Mais quel impératif pourrait bien contraindre le coeur de l’homme ?

« La morale est une faiblesse de la cervelle » écrivait Rimbaud.

Nietzsche. Nietzsche, inévitablement. Nietzsche, le poète lyrique, l’exalté de l’humanité, fils de pasteur et critique intempestif de la morale dans la seule volonté de pousser l’homme « à se surmonter lui-même. » C’est un des concepts clef du philosophe allemand : le surhomme, ou ubermensch en allemand. Il ne s’agit pas d’un dieu, ni même d’un « homme supérieur », comme on a voulu tant de fois le faire croire. Il n’est jamais question de supériorité dans l’oeuvre nietzschéenne, oeuvre profondément humaine, enracinée dans l’humanité. Il est plutôt question d’élévation, – notamment avec cette phrase sublime, « l’homme est une chose qui doit se surmonter » : le surhomme, c’est alors celui qui, en dépit de ses faiblesses, de sa conscience, de sa morale, de son existence, se surmonte, par sa volonté propre. La volonté, tout comme le choix, tiennent une place prépondérante dans la philosophie de la morale. Pour Nietzsche, l’origine de la morale se trouve dans le ressentiment, le sentiment de faiblesse ou d’infériorité face à la cause générant cette frustration. N’est-il pas en effet plus simple de vivre et de se conformer à la morale ? C’est ce que Nietzsche appelle la « morale d’esclave », c’est à dire une morale qui nous empêche de nous accomplir dans notre totalité, – qui limite l’homme à ce qu’il devrait être au lieu de le pousser à « être ce qu’il est. »

Et peut-on contenir l’homme ?

Mais Nietzsche va encore plus loin, il propose une alternative radicale à la morale : le nihilisme. Nihil, en latin, c’est ce qui n’existe pas, c’est le rien. Ainsi, le nihilisme n’admet aucune morale établie, en tous cas, « le nihilisme est non seulement la croyance que tout mérite de périr, mais qu’il faut détruire. » Cette destruction est loin d’être infructueuse : en effet, détruire est ici l’acte de création par excellence. Acte de création, parce que refus obstiné des certitudes et des vérités. Or, la morale est pleine de certitudes et de vérités, – et cela n’a aucun sens.
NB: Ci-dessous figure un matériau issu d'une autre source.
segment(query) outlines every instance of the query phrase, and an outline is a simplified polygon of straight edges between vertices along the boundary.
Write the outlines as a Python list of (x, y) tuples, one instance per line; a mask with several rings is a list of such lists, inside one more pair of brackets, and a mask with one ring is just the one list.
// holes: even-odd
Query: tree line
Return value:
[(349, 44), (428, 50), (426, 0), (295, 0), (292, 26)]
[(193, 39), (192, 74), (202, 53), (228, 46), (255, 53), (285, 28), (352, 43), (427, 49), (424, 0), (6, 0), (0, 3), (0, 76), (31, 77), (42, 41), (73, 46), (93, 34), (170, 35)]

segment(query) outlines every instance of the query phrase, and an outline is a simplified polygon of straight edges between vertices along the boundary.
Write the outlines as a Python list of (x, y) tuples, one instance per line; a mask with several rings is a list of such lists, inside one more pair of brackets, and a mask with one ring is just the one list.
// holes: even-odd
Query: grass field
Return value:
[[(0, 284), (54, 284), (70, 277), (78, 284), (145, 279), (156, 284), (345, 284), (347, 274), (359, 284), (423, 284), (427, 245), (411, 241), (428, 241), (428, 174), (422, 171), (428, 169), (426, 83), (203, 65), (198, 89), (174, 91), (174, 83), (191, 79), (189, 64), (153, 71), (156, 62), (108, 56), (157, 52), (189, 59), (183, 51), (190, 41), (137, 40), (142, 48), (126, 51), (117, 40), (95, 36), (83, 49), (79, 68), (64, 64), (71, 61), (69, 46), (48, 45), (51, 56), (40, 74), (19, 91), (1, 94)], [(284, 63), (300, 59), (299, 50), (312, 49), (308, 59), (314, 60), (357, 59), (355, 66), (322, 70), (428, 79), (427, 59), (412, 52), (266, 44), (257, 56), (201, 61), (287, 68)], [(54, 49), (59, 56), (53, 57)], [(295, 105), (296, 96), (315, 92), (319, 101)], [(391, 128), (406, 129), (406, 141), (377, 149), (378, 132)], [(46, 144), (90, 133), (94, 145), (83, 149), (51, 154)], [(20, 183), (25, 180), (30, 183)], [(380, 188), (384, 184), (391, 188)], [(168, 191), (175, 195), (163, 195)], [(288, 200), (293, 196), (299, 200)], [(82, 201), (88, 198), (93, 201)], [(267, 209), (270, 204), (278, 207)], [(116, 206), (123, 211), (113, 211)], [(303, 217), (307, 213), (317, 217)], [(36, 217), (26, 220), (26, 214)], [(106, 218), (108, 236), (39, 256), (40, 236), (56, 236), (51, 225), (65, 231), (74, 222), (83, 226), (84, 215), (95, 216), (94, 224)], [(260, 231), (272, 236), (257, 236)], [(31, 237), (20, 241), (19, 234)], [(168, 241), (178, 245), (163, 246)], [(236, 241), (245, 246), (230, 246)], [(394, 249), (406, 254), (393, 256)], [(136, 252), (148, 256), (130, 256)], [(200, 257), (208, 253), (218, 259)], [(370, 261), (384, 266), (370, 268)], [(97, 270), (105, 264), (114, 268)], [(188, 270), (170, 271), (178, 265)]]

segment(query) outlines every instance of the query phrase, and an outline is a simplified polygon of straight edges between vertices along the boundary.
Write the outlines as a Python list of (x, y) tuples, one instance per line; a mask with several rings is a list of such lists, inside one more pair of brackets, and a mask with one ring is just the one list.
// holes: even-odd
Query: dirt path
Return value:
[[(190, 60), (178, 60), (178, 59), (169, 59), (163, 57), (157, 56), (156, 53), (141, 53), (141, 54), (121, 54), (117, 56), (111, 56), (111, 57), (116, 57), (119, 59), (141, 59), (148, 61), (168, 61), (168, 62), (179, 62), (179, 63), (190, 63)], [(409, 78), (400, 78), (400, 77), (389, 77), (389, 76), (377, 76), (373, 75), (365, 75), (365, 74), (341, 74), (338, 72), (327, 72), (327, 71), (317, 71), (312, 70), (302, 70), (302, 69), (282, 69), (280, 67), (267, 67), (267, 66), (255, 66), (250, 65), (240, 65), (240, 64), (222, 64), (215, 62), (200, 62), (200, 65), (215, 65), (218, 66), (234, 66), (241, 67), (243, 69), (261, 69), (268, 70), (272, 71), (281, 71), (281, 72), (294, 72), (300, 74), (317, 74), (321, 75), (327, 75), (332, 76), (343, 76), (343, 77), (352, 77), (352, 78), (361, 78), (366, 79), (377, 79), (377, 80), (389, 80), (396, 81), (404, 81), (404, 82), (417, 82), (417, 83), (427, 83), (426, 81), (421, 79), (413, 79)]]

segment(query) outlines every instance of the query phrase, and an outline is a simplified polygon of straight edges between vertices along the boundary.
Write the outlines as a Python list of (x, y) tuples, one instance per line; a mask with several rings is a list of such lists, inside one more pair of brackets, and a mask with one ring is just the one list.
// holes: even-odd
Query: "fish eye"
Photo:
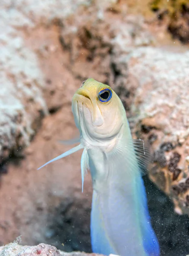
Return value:
[(81, 87), (82, 87), (83, 86), (83, 85), (84, 84), (85, 82), (86, 82), (86, 81), (87, 80), (87, 79), (86, 79), (86, 80), (85, 80), (83, 82), (82, 82), (82, 83), (81, 84), (81, 85), (79, 86), (79, 88), (81, 88)]
[(104, 89), (99, 93), (99, 100), (102, 102), (106, 102), (110, 100), (112, 96), (112, 93), (108, 88)]

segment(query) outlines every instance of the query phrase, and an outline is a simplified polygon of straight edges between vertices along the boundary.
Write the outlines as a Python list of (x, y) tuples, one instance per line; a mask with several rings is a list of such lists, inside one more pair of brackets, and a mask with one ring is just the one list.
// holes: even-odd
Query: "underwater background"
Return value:
[[(189, 254), (189, 45), (187, 0), (0, 1), (0, 245), (21, 236), (0, 255), (23, 256), (19, 243), (91, 252), (81, 153), (37, 170), (78, 135), (71, 99), (88, 77), (112, 87), (150, 147), (143, 178), (161, 255)], [(60, 255), (38, 246), (27, 255)]]

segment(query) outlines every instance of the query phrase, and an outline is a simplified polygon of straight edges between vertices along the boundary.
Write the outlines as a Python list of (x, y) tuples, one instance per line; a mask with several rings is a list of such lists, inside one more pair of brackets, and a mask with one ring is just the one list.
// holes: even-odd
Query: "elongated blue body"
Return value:
[[(123, 145), (123, 141), (120, 144)], [(129, 148), (119, 145), (119, 149), (116, 147), (105, 156), (96, 149), (89, 152), (92, 177), (94, 174), (95, 180), (98, 173), (102, 176), (100, 181), (93, 180), (93, 250), (105, 255), (158, 256), (159, 245), (150, 224), (143, 180), (137, 169), (139, 167), (134, 149), (128, 144)], [(131, 161), (134, 159), (136, 164)], [(108, 175), (102, 177), (102, 173)]]

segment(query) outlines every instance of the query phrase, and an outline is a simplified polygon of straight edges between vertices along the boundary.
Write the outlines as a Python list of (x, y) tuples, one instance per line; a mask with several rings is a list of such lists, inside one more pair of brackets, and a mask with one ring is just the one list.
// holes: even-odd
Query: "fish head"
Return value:
[(96, 140), (116, 136), (126, 116), (111, 88), (92, 79), (83, 82), (73, 96), (72, 111), (80, 134)]

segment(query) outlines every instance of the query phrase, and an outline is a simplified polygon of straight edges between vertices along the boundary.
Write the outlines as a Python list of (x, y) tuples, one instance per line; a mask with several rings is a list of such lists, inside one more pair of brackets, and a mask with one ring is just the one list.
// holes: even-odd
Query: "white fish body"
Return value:
[[(82, 189), (89, 167), (93, 189), (90, 225), (93, 251), (106, 255), (159, 256), (140, 160), (121, 100), (108, 86), (88, 79), (73, 97), (72, 109), (81, 144), (45, 165), (84, 148)], [(139, 153), (143, 149), (141, 144), (137, 148)]]

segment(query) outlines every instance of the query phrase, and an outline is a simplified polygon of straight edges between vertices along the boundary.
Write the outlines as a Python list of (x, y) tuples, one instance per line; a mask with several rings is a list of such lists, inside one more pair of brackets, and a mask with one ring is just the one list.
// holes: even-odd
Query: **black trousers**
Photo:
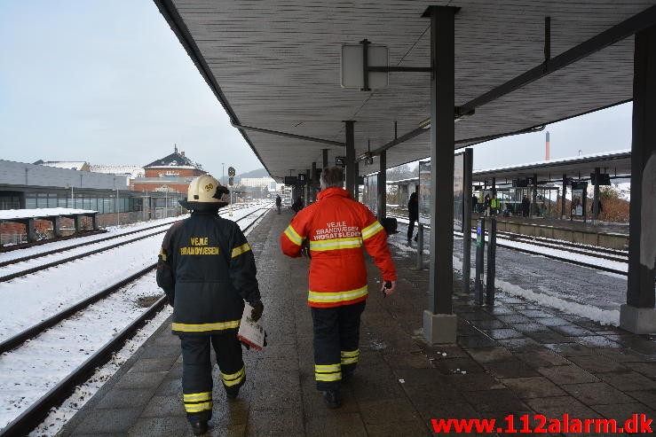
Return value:
[(412, 239), (412, 234), (415, 232), (415, 222), (416, 219), (410, 219), (410, 222), (407, 223), (407, 241)]
[(221, 381), (228, 393), (239, 392), (246, 379), (241, 343), (236, 330), (217, 335), (181, 334), (182, 399), (189, 420), (209, 420), (212, 417), (212, 363), (214, 347)]
[(312, 308), (314, 379), (320, 391), (339, 389), (355, 371), (360, 355), (360, 317), (365, 301), (335, 308)]

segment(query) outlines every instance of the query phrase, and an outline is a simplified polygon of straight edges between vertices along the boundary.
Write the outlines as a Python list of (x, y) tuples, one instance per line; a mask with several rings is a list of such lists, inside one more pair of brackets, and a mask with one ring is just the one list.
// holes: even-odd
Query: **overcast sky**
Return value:
[[(152, 0), (0, 6), (0, 159), (146, 165), (178, 144), (217, 176), (222, 162), (262, 167)], [(628, 149), (631, 106), (547, 130), (552, 159)], [(474, 168), (541, 160), (543, 144), (544, 132), (480, 144)]]

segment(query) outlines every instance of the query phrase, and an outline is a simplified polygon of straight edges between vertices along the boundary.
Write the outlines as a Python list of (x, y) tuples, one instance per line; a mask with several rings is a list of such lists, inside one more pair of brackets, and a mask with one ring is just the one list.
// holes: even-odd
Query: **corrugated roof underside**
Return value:
[[(390, 48), (392, 66), (428, 66), (428, 4), (407, 1), (173, 0), (243, 125), (344, 141), (355, 120), (357, 154), (401, 136), (429, 114), (427, 74), (392, 73), (390, 88), (340, 88), (340, 50), (368, 38)], [(652, 1), (433, 2), (460, 6), (455, 19), (455, 104), (543, 60), (544, 17), (551, 17), (551, 56), (644, 11)], [(477, 109), (455, 125), (456, 140), (516, 131), (631, 98), (633, 38)], [(273, 176), (330, 161), (344, 148), (248, 131)], [(388, 152), (388, 167), (430, 154), (424, 134)], [(462, 146), (459, 144), (458, 146)], [(368, 173), (360, 168), (360, 173)]]

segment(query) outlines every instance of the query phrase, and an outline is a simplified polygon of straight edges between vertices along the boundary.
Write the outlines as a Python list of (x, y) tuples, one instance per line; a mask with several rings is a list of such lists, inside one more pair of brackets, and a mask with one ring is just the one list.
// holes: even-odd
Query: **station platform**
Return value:
[[(214, 417), (207, 435), (435, 435), (431, 419), (442, 418), (494, 418), (492, 433), (460, 433), (501, 435), (510, 414), (518, 430), (523, 414), (530, 415), (532, 428), (539, 425), (536, 414), (615, 418), (620, 425), (633, 414), (656, 417), (656, 342), (648, 336), (502, 293), (494, 308), (455, 294), (457, 342), (427, 345), (422, 326), (429, 271), (415, 269), (414, 257), (395, 245), (398, 291), (388, 298), (377, 293), (378, 271), (370, 263), (358, 370), (344, 385), (343, 407), (328, 410), (313, 377), (308, 261), (287, 258), (279, 248), (290, 218), (290, 212), (272, 212), (248, 237), (269, 346), (244, 352), (247, 383), (235, 401), (226, 401), (215, 366)], [(460, 280), (454, 277), (456, 290)], [(59, 435), (191, 435), (181, 400), (181, 363), (179, 340), (166, 323)]]
[[(482, 215), (473, 214), (471, 227)], [(504, 217), (496, 215), (498, 230), (518, 234), (560, 239), (581, 245), (597, 246), (609, 249), (628, 249), (628, 223), (582, 220), (558, 220), (542, 217)]]

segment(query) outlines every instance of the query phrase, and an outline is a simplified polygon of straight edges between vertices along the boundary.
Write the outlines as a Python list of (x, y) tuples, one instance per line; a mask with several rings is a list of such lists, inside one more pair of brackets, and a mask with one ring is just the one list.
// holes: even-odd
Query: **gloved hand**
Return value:
[(250, 318), (253, 319), (253, 322), (257, 322), (262, 316), (265, 306), (262, 304), (261, 300), (253, 303), (251, 306), (253, 307), (253, 309), (250, 311)]

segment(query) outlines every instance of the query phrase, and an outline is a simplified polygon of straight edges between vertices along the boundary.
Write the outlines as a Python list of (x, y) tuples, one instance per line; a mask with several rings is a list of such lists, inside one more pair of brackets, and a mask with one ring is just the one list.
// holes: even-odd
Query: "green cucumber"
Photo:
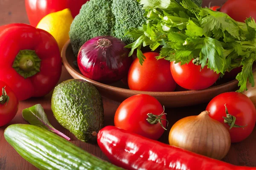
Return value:
[(25, 159), (41, 170), (122, 170), (43, 128), (15, 124), (4, 137)]

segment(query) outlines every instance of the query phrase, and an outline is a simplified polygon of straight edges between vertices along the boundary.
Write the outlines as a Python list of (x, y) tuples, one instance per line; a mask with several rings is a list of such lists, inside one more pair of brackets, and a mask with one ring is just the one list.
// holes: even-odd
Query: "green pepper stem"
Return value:
[(9, 96), (7, 95), (6, 92), (4, 89), (5, 88), (5, 86), (2, 89), (2, 96), (0, 96), (0, 104), (3, 105), (6, 103), (6, 105), (7, 105), (7, 103), (9, 101)]
[(240, 126), (235, 124), (235, 123), (236, 122), (236, 118), (234, 116), (232, 116), (228, 113), (228, 111), (226, 104), (224, 105), (225, 106), (227, 117), (223, 116), (222, 118), (224, 119), (224, 122), (227, 124), (229, 126), (230, 126), (230, 129), (231, 129), (232, 128), (242, 128), (244, 129), (244, 127), (247, 126), (247, 125), (244, 126)]
[(164, 106), (163, 107), (163, 111), (162, 113), (159, 115), (156, 115), (155, 114), (153, 114), (152, 113), (148, 113), (147, 115), (148, 116), (148, 118), (147, 118), (146, 120), (148, 122), (150, 123), (151, 125), (157, 124), (158, 123), (160, 124), (161, 126), (166, 130), (167, 130), (163, 126), (163, 123), (162, 123), (162, 120), (166, 120), (167, 122), (167, 126), (168, 126), (168, 124), (169, 124), (169, 122), (166, 119), (161, 119), (162, 116), (163, 116), (164, 115), (167, 114), (166, 113), (164, 113)]

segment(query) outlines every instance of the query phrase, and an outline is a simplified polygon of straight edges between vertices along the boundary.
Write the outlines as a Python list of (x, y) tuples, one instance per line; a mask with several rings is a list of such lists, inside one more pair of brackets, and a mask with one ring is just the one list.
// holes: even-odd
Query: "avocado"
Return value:
[(96, 142), (97, 134), (103, 127), (104, 108), (93, 85), (82, 79), (65, 81), (54, 89), (51, 105), (61, 126), (82, 141)]

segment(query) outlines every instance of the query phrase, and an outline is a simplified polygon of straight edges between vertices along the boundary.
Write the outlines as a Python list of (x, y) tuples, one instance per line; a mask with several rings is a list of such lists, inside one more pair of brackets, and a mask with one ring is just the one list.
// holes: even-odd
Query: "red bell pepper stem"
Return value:
[(111, 162), (127, 170), (256, 170), (235, 166), (112, 126), (99, 131), (98, 144)]

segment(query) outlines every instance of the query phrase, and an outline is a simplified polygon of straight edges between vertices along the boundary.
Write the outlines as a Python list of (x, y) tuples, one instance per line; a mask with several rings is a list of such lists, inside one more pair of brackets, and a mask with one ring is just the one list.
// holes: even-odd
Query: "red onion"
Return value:
[(125, 44), (111, 36), (100, 36), (87, 41), (77, 57), (79, 70), (84, 76), (103, 83), (113, 83), (128, 74), (132, 62)]

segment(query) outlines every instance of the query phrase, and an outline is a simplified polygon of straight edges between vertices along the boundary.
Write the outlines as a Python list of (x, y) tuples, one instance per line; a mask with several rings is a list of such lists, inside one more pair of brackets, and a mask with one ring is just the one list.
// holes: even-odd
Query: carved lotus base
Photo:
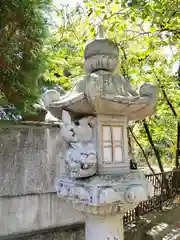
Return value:
[(62, 176), (56, 185), (58, 196), (71, 201), (79, 210), (91, 214), (114, 214), (134, 209), (152, 196), (152, 184), (143, 172), (96, 175), (83, 180)]

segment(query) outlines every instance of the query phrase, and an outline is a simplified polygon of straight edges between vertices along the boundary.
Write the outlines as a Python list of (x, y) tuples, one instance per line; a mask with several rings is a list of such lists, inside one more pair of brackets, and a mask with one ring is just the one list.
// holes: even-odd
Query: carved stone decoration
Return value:
[[(86, 205), (86, 210), (83, 211), (106, 215), (115, 213), (116, 208), (112, 206), (119, 206), (117, 212), (135, 208), (141, 201), (152, 196), (153, 187), (144, 174), (136, 170), (121, 176), (96, 175), (76, 182), (64, 176), (57, 182), (56, 190), (60, 197), (67, 197), (74, 202), (78, 210), (80, 206)], [(102, 210), (101, 206), (103, 209), (106, 206), (106, 210)], [(93, 209), (96, 211), (93, 212)]]
[(62, 112), (61, 134), (68, 143), (65, 153), (66, 173), (71, 178), (84, 178), (96, 173), (97, 157), (93, 143), (94, 117), (73, 122), (67, 111)]
[(144, 173), (130, 169), (127, 125), (154, 112), (157, 86), (144, 83), (135, 90), (115, 74), (118, 46), (99, 35), (85, 48), (88, 75), (49, 106), (62, 117), (67, 143), (66, 174), (56, 190), (85, 214), (86, 240), (123, 240), (123, 215), (153, 194)]

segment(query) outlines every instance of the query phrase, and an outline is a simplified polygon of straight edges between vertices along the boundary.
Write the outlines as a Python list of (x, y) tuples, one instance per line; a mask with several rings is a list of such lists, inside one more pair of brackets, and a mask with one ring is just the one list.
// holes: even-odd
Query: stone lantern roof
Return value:
[(141, 120), (155, 111), (157, 86), (144, 83), (136, 91), (128, 79), (115, 74), (119, 62), (117, 44), (102, 36), (87, 44), (84, 69), (88, 73), (67, 95), (50, 105), (52, 115), (122, 115)]

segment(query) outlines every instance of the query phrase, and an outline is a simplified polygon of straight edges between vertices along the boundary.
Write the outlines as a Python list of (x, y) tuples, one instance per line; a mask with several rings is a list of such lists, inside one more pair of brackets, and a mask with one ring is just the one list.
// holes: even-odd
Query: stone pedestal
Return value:
[(157, 86), (145, 83), (136, 91), (114, 74), (119, 51), (105, 38), (89, 43), (84, 58), (88, 76), (50, 106), (62, 116), (67, 142), (57, 193), (85, 214), (85, 240), (123, 240), (124, 214), (152, 195), (144, 174), (130, 169), (127, 125), (154, 112)]
[(123, 240), (123, 215), (86, 216), (86, 240)]

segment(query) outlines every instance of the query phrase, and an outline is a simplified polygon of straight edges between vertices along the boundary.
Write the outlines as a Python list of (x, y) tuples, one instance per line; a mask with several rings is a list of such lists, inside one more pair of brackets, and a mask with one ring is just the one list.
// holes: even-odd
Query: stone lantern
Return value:
[(86, 46), (84, 58), (88, 75), (49, 108), (62, 117), (67, 142), (57, 192), (85, 214), (86, 240), (123, 240), (124, 214), (152, 195), (143, 172), (130, 169), (127, 124), (154, 112), (157, 87), (144, 83), (136, 91), (115, 74), (118, 46), (103, 36)]

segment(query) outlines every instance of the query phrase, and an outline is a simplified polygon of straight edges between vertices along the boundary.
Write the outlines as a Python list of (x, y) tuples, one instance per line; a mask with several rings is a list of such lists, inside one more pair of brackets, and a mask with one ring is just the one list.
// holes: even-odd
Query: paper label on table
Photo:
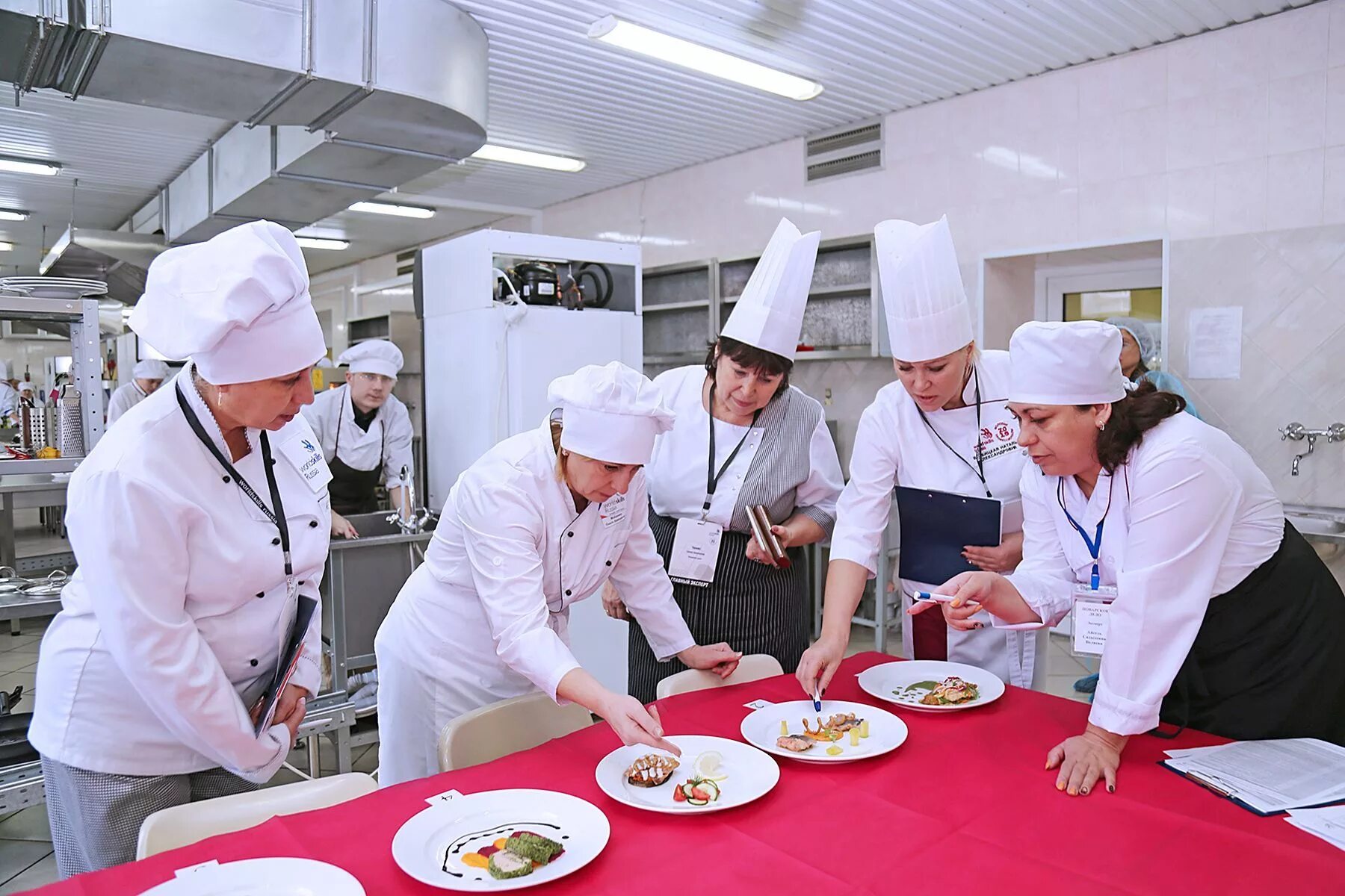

L’intérêt de la vision nihiliste chez Nietzsche, c’est que la destruction offre sur ses ruines le retour en puissance du corps, des plaisirs, de la danse et du jeu. C’est une existence spontanée, qui a pour vocation de nous éloigner de nos vies hypothétiquement médiocres, monotones, déprimantes. Nous aspirons à plus, et c’est vers ce plus que Nietzsche nous mène, – dans le chaos, il nous engage à devenir des « étoiles dansantes. »

« J’aime ceux qui ne sont pas réduits à chercher au-delà des étoiles une raison de décliner […] mais qui au contraire se sacrifient à la terre »
Une existence fidèle au monde donc, – à la vie souvent absurde, incompréhensible, mais à laquelle nous appartenons intrinsèquement, inexplicablement.

Et la vie ! La vie, – la vie que l’on n’arrête pas, – et les tambours de la joie qui résonneront encore sans cesse, dans le vide et dans la mort.

Dansez donc autant que vous le pouvez, car mener une existence morale importe peu,
 Ce qui importe en vérité, c’est de pouvoir vivre avec ses actes.